I’m trying out tea time. Ideally I’d like to have it at four o’clock every day, so I can be like “Four o’clock! Tea time!” saying that out loud in a ridiculous British accent, but really ridiculous, like if a British person were in the room with me when I said it, they’d be like, “I do say, you really are a bloody idiot,” but I wouldn’t let any Englishmen get me down, I’d continue, say something like, “Nonsense, I insist,” and I’d point them to my kitchen where, and again, this is the ideal situation, four o’clock, “ding-dong!” I’d get a miniature grandfather clock and put it in the corner, miniature enough that I wouldn’t have to make a standalone space just for the clock, I could put it on a shelf, somewhere inconspicuous enough that if you walked in the room, maybe you’d notice it right away, maybe you wouldn’t, that would be the idea, but as soon as the clock strikes four, you’d know. You’d know what time it is. Tea time.

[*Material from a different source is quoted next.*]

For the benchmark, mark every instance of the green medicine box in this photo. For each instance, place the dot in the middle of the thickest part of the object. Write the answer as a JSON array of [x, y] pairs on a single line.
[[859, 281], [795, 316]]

Hurry up then! I’d snap my fingers in the air. Again, four o’clock, definitely on Saturdays, definitely when I’m not at work and my friends aren’t at work, I’ll invite everybody over, tell them to show up at, “three forty-five on the dot!” in, again, in that crazy accent, and maybe they’d get it, my more astute friends, they’d think to themselves, “Blimey, that Rob, that devil, is he planning a tea time?” and they’d get into it, they’d start thinking their own thoughts in that same quasi-British accent, and they’d throw around words like chums, and mates, and flat, all together, in a really English way, they’d think thoughts like, “Fancy Rob hosting a tea time for his chums and his mates at his flat?” and would that even be a question or just a statement? I always imagine all British sentences ending in a question mark, even if it’s not a question, with one exception: an exclamation point reserved exclusively for times when one is simply shocked by another’s callous behavior, to the point where they can’t hold it in anymore, they just have to shout out, “My word! I never! I do say!”

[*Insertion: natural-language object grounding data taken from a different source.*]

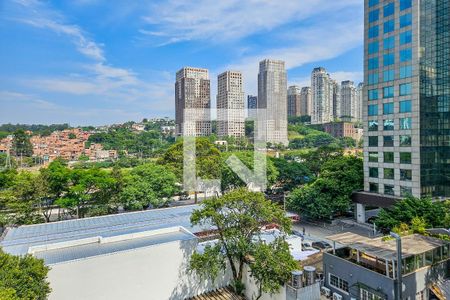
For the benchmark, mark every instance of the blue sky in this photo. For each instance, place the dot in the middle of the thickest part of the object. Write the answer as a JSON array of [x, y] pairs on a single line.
[[109, 61]]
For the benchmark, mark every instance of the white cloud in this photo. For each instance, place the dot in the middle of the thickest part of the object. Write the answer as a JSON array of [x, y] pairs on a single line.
[[225, 20]]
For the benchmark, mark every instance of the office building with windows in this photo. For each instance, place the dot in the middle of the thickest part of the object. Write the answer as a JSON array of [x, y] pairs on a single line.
[[294, 101], [359, 101], [305, 101], [272, 96], [252, 105], [230, 105], [406, 104], [192, 102], [349, 101], [322, 89]]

Maybe it’s a Tuesday. Maybe I actually have to work that Saturday. When we can’t demand perfection, sometimes we’ll have to settle for second best, a six o’clock tea time, seven, eight, (but never later than eight.) Still, I’ll be standing there in the foyer, really just a kitchen, but I’ll call it a foyer for tea time, and I’ll raise my hand in the air, snap, and I’ll present trays of cucumber sandwiches, toasted English muffins, which I’ll call crumpets and scones, and my friends will be so impressed by the cucumber sandwiches that they’ll then look at the English muffins and think to themselves, “Huh. I never knew British people called English muffins crumpets and scones. I thought that was something else entirely. But then again, look at how authentic those cucumber sandwiches look. Rob’s got to know what he’s doing here.”

The earl grey tea will be served piping hot. The cucumber sandwiches will be devoured so quickly that the bread won’t have time to get soggy from the lemon juice. I’ll be dressed semi-casually: jeans, but a proper tuxedo shirt, kind of a throwback to the whole proper English thing. I’ll be playing classical music in the background. We’ll all sit around the drawing room (again, just my living room, but repurposed for tea time) legs crossed over the long way, the hard way, the English way, and we’ll be nibbling on scones and sipping on tea and laughing at this and that.

I do say! You simply must come over for tea! Four o’clock, (see above) at my flat! Bring your mates! Cheerio!